Ikoma, Japan—As consumer interest grows in foods and beverages with added nutritional value, brewers are exploring ways to improve fermentation itself rather than relying on post-production additives. Ornithine, a naturally occurring amino acid involved in several biological processes, has attracted attention as a promising ingredient for value-added products. However, increasing ornithine production in brewing yeast is difficult because the metabolic pathway is tightly regulated, making conventional improvement strategies challenging.
Addressing this challenge, Professor Hiroshi Takagi and his research team (Associate Professor Akira Nishimura, Assistant Professor Shota Isogai, and Dr. Ryoya Tanahashi) of the Laboratory of Fermentation Science at Nara Institute of Science and Technology, Japan, combined traditional microbial breeding with modern molecular analysis to develop a practical, non-genetically modified brewing yeast. Their findings were published in the Journal of Industrial Microbiology and Biotechnology on May 20, 2026. More information about the Laboratory of Fermentation Science is available at https://www.naist.jp/iri/takagi/ .

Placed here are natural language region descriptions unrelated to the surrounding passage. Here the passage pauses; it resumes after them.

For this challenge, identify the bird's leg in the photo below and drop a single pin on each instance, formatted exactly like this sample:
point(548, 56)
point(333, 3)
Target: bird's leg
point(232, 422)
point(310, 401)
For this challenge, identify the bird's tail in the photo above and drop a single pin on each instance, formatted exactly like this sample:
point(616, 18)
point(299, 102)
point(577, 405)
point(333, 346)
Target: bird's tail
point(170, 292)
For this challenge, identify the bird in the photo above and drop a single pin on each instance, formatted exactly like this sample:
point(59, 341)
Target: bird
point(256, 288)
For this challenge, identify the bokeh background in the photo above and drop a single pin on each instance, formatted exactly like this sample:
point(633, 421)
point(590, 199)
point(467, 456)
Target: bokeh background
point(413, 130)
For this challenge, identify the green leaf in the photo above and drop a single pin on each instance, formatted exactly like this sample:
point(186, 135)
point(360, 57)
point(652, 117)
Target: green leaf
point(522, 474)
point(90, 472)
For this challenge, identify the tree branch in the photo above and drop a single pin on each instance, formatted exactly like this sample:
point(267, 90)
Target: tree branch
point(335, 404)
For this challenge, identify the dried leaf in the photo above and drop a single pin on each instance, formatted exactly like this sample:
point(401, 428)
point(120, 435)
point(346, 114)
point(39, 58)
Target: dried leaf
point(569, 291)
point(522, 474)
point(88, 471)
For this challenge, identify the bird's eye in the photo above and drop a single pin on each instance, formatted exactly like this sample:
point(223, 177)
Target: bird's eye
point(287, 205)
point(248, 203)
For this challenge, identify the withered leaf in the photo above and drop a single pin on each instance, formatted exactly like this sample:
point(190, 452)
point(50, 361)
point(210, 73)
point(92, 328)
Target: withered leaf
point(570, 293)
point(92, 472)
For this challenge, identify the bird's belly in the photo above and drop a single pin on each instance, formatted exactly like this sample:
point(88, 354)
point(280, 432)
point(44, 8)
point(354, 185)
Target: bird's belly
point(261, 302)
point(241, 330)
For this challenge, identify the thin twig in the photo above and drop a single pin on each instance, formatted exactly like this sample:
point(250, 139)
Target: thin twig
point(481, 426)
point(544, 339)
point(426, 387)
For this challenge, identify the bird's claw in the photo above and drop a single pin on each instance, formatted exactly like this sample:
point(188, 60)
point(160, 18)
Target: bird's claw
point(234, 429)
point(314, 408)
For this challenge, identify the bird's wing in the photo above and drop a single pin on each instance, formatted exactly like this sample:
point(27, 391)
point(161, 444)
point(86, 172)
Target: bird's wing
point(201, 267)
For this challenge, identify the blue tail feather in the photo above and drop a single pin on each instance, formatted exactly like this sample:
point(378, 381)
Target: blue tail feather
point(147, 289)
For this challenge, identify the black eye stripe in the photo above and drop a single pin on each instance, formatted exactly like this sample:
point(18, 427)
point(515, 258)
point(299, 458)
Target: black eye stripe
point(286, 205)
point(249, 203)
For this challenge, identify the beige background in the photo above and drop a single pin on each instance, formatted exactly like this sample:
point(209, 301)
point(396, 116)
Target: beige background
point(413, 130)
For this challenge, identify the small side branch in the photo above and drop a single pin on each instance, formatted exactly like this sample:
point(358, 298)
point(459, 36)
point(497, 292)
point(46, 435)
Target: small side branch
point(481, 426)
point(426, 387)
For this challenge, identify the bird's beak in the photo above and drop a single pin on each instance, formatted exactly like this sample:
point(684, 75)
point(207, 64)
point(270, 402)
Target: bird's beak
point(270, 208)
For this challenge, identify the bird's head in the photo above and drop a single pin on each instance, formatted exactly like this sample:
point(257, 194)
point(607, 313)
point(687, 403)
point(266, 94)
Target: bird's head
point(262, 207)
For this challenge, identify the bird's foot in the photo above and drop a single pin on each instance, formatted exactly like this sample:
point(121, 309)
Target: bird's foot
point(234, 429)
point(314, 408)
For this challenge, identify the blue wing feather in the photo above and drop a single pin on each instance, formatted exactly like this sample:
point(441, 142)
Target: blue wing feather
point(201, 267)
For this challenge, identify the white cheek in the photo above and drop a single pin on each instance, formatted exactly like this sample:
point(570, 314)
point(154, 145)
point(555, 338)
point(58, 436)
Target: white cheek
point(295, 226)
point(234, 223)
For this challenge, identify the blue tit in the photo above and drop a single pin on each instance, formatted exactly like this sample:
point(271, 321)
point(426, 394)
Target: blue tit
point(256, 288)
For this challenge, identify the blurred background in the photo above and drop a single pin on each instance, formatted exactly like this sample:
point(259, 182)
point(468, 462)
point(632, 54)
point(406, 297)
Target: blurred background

The project began with a wild Saccharomyces cerevisiae strain isolated from a university campus, highlighting the continuing value of local microbial resources. Instead of using gene editing, the team applied chemical mutagenesis followed by selection with canavanine, a toxic arginine analog. This traditional breeding-compatible strategy produced hundreds of candidate strains, from which one mutant, ADHorn49, showed more than nine times higher intracellular ornithine levels than the original yeast.

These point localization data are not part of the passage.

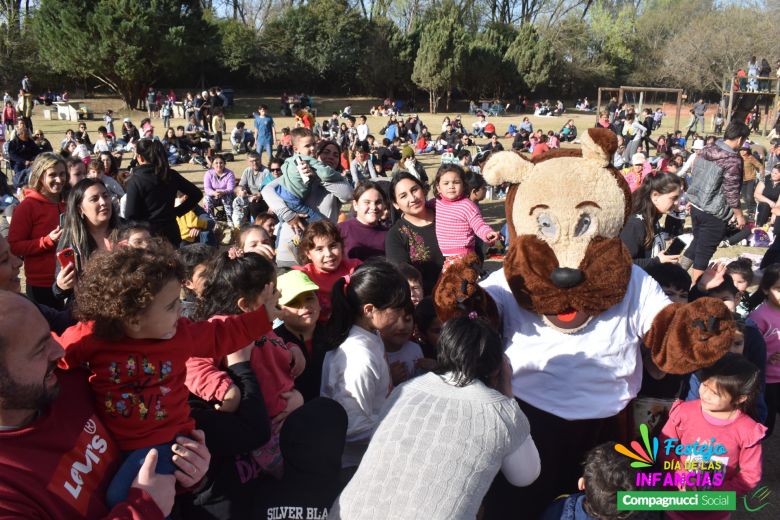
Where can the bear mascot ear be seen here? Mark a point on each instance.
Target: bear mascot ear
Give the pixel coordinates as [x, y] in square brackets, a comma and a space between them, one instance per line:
[506, 167]
[457, 293]
[598, 145]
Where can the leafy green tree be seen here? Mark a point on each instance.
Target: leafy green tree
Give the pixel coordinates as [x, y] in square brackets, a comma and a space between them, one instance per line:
[440, 57]
[532, 57]
[124, 44]
[321, 42]
[486, 71]
[392, 52]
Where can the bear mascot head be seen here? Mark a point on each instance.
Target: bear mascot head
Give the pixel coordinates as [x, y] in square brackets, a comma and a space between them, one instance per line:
[566, 262]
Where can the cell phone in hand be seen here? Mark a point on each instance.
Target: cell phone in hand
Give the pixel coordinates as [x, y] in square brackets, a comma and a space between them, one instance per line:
[675, 248]
[66, 257]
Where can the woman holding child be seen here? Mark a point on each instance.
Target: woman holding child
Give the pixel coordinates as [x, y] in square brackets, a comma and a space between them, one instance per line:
[461, 421]
[327, 198]
[364, 235]
[412, 239]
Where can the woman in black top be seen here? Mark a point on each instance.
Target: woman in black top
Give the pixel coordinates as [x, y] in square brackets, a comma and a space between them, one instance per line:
[767, 194]
[233, 479]
[642, 234]
[412, 239]
[151, 191]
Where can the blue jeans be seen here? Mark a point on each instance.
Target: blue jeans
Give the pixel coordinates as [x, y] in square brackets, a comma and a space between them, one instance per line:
[120, 484]
[296, 204]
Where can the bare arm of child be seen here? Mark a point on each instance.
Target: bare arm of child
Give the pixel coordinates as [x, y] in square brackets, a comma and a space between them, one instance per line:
[398, 372]
[297, 360]
[294, 401]
[522, 466]
[222, 335]
[207, 381]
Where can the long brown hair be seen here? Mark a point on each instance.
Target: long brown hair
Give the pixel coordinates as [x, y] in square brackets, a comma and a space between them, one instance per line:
[642, 203]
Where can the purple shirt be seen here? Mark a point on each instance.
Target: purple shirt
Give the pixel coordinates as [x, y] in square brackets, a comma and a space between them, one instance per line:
[362, 241]
[212, 183]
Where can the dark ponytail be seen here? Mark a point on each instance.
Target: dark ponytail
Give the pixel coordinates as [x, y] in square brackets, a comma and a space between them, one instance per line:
[230, 279]
[378, 283]
[153, 153]
[642, 204]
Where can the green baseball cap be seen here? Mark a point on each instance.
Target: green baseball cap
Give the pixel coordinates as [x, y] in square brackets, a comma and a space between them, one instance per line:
[292, 283]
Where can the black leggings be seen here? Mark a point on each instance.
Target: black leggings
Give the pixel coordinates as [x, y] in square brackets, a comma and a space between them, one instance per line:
[708, 231]
[772, 396]
[562, 447]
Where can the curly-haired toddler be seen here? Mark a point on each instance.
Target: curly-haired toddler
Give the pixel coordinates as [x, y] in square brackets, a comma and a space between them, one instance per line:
[136, 345]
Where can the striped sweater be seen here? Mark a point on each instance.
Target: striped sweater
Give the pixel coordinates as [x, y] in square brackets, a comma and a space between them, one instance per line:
[457, 222]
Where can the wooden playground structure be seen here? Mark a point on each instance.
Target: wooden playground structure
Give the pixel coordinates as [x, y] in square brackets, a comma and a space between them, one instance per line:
[621, 93]
[738, 98]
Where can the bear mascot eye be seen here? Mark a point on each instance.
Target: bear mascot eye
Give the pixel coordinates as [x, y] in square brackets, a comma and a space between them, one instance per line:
[546, 225]
[583, 225]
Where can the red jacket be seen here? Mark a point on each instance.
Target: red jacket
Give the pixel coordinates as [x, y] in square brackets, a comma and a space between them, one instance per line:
[325, 281]
[270, 361]
[60, 465]
[138, 384]
[34, 218]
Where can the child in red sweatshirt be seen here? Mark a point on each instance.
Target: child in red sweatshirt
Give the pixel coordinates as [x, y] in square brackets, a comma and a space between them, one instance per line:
[235, 287]
[136, 345]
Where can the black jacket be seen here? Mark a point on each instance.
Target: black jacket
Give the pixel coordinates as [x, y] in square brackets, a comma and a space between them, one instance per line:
[232, 480]
[151, 200]
[311, 441]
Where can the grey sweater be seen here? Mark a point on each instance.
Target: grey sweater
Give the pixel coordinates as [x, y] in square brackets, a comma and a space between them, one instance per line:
[435, 452]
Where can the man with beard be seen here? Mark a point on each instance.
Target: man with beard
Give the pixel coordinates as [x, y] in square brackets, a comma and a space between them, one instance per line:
[56, 457]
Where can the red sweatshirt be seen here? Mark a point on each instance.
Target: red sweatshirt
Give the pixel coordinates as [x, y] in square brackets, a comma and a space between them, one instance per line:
[325, 281]
[34, 218]
[270, 361]
[60, 465]
[138, 385]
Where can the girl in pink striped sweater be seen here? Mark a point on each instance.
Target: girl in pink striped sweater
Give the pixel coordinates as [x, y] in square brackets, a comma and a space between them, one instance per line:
[458, 219]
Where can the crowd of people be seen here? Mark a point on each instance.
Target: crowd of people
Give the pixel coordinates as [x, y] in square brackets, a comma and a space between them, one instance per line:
[301, 371]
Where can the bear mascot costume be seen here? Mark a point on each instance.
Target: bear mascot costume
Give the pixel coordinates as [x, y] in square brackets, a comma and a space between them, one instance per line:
[574, 312]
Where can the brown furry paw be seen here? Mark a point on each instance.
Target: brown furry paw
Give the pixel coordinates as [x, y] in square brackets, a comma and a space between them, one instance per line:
[687, 337]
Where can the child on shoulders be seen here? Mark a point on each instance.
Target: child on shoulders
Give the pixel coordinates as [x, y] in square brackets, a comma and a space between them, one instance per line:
[295, 182]
[458, 220]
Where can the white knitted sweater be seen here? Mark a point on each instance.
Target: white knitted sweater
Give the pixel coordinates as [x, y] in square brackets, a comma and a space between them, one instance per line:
[435, 452]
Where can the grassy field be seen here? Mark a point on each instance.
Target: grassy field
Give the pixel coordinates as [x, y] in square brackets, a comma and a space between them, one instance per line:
[243, 107]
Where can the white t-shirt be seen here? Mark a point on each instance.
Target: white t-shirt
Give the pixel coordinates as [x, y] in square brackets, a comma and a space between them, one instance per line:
[590, 374]
[356, 376]
[407, 354]
[362, 132]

Whole-genome sequencing revealed that the enhanced trait could be traced to a single genetic change. The researchers identified a Gly351Asp substitution in the ARG6 gene, which encodes a key enzyme in ornithine biosynthesis. Additional experiments showed that introducing this mutation into different industrial yeast backgrounds consistently increased ornithine accumulation. Structural modeling further suggested that the mutation may alter interactions within the enzyme and reduce the strength of normal metabolic regulation.

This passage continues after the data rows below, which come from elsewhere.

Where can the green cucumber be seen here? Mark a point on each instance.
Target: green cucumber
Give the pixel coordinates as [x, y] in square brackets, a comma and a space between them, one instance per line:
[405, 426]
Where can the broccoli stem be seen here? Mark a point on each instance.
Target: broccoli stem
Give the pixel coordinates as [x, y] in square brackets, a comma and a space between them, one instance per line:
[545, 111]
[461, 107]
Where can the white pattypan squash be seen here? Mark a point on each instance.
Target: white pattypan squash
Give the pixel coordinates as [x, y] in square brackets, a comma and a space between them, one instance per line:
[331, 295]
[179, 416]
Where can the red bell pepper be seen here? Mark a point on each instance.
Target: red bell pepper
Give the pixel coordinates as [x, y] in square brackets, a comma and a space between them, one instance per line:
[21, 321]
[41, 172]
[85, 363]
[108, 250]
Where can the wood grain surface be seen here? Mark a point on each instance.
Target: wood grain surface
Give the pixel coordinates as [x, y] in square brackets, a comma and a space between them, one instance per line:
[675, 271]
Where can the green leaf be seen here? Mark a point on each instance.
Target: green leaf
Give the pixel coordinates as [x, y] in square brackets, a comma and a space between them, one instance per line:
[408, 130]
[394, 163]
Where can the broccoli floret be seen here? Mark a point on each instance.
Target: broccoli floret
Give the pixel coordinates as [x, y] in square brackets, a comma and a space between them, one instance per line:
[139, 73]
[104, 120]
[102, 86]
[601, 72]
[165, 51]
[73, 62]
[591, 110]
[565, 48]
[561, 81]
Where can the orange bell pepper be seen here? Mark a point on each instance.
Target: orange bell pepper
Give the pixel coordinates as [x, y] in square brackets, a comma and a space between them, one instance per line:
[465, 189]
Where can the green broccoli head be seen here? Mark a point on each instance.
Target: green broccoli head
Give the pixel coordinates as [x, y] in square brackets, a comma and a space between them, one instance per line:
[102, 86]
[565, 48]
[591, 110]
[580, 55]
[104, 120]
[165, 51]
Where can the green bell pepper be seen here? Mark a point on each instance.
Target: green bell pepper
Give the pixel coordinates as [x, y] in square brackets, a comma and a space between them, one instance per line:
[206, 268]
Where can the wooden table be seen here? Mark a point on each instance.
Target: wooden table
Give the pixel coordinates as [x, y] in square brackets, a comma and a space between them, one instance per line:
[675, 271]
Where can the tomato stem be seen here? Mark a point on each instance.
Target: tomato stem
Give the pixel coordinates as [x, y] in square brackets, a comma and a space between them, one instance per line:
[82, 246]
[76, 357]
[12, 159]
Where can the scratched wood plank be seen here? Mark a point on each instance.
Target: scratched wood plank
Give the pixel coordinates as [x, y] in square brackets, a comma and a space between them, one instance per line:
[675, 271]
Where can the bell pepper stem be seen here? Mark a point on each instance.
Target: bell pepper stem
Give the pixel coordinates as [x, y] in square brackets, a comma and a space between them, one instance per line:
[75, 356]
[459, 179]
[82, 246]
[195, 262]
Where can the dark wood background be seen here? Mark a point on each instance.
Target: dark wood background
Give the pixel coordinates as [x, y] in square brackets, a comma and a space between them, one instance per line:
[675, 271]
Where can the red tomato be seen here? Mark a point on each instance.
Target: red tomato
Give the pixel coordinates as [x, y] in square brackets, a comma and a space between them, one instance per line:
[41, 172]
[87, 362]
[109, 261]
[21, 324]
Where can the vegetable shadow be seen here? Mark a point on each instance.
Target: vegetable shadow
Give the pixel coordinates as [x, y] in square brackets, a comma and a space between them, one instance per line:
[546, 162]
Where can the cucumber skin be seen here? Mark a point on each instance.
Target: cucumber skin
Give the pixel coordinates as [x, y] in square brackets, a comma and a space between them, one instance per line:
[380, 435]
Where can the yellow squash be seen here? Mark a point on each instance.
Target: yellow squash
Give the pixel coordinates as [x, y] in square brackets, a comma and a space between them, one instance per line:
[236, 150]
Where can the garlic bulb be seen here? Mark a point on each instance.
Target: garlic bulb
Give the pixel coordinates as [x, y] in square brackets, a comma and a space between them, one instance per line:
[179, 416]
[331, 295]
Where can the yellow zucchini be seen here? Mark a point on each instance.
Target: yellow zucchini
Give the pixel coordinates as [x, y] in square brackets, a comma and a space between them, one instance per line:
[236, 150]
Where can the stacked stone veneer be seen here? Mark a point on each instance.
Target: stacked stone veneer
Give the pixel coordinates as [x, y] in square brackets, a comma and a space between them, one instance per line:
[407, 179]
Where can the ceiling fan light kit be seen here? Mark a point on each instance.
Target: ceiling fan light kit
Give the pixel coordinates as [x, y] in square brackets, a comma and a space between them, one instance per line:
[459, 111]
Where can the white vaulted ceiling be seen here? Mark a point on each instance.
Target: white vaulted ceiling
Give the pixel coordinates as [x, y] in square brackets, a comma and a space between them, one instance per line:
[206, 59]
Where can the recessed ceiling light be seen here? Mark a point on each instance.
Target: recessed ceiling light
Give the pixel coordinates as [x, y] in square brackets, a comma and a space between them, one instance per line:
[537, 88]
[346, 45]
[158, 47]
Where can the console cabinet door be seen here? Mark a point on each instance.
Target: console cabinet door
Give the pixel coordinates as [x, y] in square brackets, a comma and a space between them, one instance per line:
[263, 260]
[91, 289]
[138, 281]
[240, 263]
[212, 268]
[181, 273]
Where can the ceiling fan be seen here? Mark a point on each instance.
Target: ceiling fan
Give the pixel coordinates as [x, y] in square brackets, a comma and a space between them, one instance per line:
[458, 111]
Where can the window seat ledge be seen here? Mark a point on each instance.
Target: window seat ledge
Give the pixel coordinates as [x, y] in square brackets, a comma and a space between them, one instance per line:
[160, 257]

"Valuable microorganisms can still be discovered from local natural environments," says Assoc. Prof. Nishimura (currently Professor at Iwate University), emphasizing that the work connects biodiversity exploration with modern fermentation science. He added that exploring wild yeast resources can create new opportunities for scientifically validated fermentation innovation.
Importantly, the improved yeast retained normal brewing performance. Fermentation tests showed that carbon dioxide production was comparable to that of the parental strain, while the mutant secreted significantly more ornithine into the brewing medium. The final fermentation broth contained 7.0 mg/L of free ornithine, demonstrating that the trait can be expressed under practical brewing conditions without compromising industrial usability.
"This study clearly demonstrates a practical non-genetically modified strategy that combines traditional microbial breeding with molecular understanding," says Prof. Takagi. "By linking natural-environment yeast resources with modern fermentation biotechnology, we hope to support the development of value-added fermented foods and beverages."
Overall, the study bridges traditional fermentation culture and cutting-edge biotechnology by combining wild yeast exploration, whole-genome sequencing, structural modeling, and nongenetically modified (non-GM) breeding. Beyond the possibility of producing ornithine-enriched craft beer, the approach could support the development of other value-added fermented foods and beverages while strengthening the role of microbial breeding in sustainable food innovation.